Thank God my mother (again, not you, you’re not my mother even though I have half your DNA), was watching. Thank God she saw how neglectful you were, took pity on me. Recognized that you were too wrapped up in your own selfish desires to be a fit mother. That you would starve me of love and attention the way you’ve since starved your other children. And she wanted to stop me from becoming a carbon copy of you: a vain, self-absorbed slut. A man-eater who seduces other women’s men; men who should have stayed true to women who would have gone to the ends of the earth for them. She saved me while I was still young enough to be saved, before I became indoctrinated with your mindset, with your immoral lifestyl
e. The day she took me was the most fortunate day of my life, and I am so grateful to her. She raised me to be a kind and considerate person, despite her shitty childhood, and I respect her for that. She is someone who always wanted children, who always puts her family and friends first. Someone who’ll do anything to protect them, loyal to the last. She is the best person I know, and I am so lucky that she is my mother, and not you.
When she told me what happened, what kind of a person you were – still are, in fact – it hurt badly, I won’t lie. But I soon came to understand and appreciate why she told me. She didn’t want to lie to me the way you have lied to so many people over the years. And I empathize with her desire to hurt you. Because I want to hurt you too. And that is why I am going to help her achieve that.
I really don’t know how you can live with yourself. You’ve enlisted yet another shrink hoping somehow she’ll be different. But the fact is, no amount of counselling can absolve you from what you did.
You need to learn your lesson, Christine. You might think you’ve suffered enough, but you haven’t. You need to suffer more and you need to come clean so the world will finally see your true colours and justice can be served.
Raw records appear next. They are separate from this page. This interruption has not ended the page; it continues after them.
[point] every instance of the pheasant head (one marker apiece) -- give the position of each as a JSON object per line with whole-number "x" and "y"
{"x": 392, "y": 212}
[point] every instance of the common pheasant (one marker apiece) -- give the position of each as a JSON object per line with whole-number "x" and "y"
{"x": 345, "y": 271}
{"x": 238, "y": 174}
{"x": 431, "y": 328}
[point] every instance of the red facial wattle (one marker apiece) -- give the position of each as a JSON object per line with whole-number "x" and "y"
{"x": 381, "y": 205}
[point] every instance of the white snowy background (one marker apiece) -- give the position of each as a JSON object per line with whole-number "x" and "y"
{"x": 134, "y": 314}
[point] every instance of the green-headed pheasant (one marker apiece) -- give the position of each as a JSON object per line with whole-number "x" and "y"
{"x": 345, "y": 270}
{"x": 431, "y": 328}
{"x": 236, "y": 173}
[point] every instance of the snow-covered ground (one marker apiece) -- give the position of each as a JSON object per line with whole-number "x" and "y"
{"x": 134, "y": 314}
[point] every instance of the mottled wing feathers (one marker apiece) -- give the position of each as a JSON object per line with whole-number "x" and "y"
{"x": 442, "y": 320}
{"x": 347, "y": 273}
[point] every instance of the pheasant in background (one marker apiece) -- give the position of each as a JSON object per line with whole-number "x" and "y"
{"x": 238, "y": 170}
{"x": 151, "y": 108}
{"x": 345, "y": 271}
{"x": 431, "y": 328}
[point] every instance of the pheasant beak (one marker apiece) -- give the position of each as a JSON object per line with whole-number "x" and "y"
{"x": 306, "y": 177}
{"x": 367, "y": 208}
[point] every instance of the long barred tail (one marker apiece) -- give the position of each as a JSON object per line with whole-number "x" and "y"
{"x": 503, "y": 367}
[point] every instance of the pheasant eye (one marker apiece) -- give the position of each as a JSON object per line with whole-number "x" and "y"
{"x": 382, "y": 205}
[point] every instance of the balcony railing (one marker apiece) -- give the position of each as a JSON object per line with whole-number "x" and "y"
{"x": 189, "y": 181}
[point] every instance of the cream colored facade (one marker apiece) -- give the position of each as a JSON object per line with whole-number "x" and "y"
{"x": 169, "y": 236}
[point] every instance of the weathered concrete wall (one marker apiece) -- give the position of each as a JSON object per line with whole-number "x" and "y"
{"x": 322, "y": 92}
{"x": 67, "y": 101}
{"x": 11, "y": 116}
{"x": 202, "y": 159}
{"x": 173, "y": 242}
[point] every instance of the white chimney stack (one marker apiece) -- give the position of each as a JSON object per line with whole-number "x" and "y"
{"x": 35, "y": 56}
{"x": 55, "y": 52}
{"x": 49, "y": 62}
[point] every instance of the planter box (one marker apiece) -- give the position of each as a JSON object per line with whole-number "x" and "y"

I am alive, but the most glorious part is that you have no idea. You will soon, though. And I can’t wait to see the look on your face, Mummy dearest, when I reveal myself to you.
Chapter Four
Christine
Now
I lie flat on Dr Cousins’ couch and try to relax my shoulders which are tense and knotted from anxiety, and the intensive weight training which, over the years since you disappeared, has rendered my body unrecognizable from how it was before. Of course, when I fell pregnant with Ella and Daniel I had to ease up. Which was tough. It didn’t sit well with my need for control. But even then, I still hit the gym up to thirty weeks gone. It was selfish of me, and it stressed the hell out of Greg. But I didn’t care. It was that or go insane. Gone are my fulsome breasts and generous curves, the rounded hips and loose tummy flesh which should serve as proud marks of childbirth. Instead, my arms are long and stringy, my biceps protrude through my close-fitting turtle-neck jumper like Cox’s apples, my chest is flat like a prepubescent boy’s, my hips are straight and bony, my stomach hard and steel-like, the result of one thousand crunches a day and relentless planks.